Un detalle que se menciona poco es que la inteligencia también puede ser bloqueada. El miedo, el estrés constante, la pobreza o la falta de estímulo durante la infancia pueden hacer que una mente brillante jamás llegue a mostrar su potencial. Lo contrario también ocurre: niños que no destacaban en nada terminan encontrando su camino cuando se les da confianza, espacio y tiempo para explorar.

Otro aspecto poco explorado es cómo se valora socialmente la inteligencia. Durante décadas se ha sobrevalorado el rendimiento académico como única prueba del intelecto, cuando existen otras formas de pensar, entender, crear y resolver. Un buen mecánico, un agricultor que conoce los ciclos naturales sin leer un solo libro, o una madre que administra un hogar con ingenio y estrategia, también están ejerciendo formas de inteligencia. La sociedad, muchas veces, no les da ese reconocimiento.

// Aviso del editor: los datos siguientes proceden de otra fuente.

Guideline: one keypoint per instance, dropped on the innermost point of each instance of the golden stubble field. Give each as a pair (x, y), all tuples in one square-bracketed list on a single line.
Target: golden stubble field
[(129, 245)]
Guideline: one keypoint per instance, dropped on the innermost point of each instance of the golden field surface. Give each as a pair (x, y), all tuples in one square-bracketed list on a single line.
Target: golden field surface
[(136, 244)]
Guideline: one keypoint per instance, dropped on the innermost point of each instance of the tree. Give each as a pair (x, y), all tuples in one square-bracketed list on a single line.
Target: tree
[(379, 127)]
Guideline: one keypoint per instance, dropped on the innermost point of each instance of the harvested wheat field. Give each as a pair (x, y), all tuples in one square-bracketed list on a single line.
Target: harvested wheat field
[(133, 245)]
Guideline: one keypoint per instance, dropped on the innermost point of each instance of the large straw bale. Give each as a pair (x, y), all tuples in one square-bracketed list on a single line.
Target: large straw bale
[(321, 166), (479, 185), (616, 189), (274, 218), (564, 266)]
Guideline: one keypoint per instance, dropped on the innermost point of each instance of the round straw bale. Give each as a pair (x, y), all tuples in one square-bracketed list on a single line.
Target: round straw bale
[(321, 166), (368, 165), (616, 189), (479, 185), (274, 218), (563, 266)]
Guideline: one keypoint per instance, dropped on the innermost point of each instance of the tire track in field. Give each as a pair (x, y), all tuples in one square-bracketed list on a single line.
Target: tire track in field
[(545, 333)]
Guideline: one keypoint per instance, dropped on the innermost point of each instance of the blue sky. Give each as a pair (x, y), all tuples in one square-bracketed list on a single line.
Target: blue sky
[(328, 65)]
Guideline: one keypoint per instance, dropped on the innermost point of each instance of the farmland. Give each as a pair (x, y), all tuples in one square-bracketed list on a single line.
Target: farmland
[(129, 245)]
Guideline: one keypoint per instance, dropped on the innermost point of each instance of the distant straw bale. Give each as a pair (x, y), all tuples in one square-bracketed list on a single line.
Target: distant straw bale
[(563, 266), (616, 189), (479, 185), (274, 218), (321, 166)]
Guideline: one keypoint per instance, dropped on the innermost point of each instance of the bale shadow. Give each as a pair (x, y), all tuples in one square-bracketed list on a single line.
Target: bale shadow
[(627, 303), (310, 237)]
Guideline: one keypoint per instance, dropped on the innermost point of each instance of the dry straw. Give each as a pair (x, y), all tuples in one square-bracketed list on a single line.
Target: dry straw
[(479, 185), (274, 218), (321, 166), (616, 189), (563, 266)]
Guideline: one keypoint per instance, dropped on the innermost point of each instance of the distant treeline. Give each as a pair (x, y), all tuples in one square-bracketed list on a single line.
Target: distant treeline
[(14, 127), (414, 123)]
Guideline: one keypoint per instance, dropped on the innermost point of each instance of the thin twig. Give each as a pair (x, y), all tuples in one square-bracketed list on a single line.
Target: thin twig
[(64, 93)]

En resumen, no se trata de cuántas cifras puedes memorizar, ni de qué tan rápido resuelves una ecuación. Lo importante es cómo aplicas lo que sabes, cómo resuelves lo que no sabes, y cómo enfrentas lo que la vida te lanza sin previo aviso. La inteligencia no es un trofeo, ni un número fijo, ni una competencia. Es, quizás, una forma de entender el mundo, con todas sus complejidades, y actuar en él de manera significativa.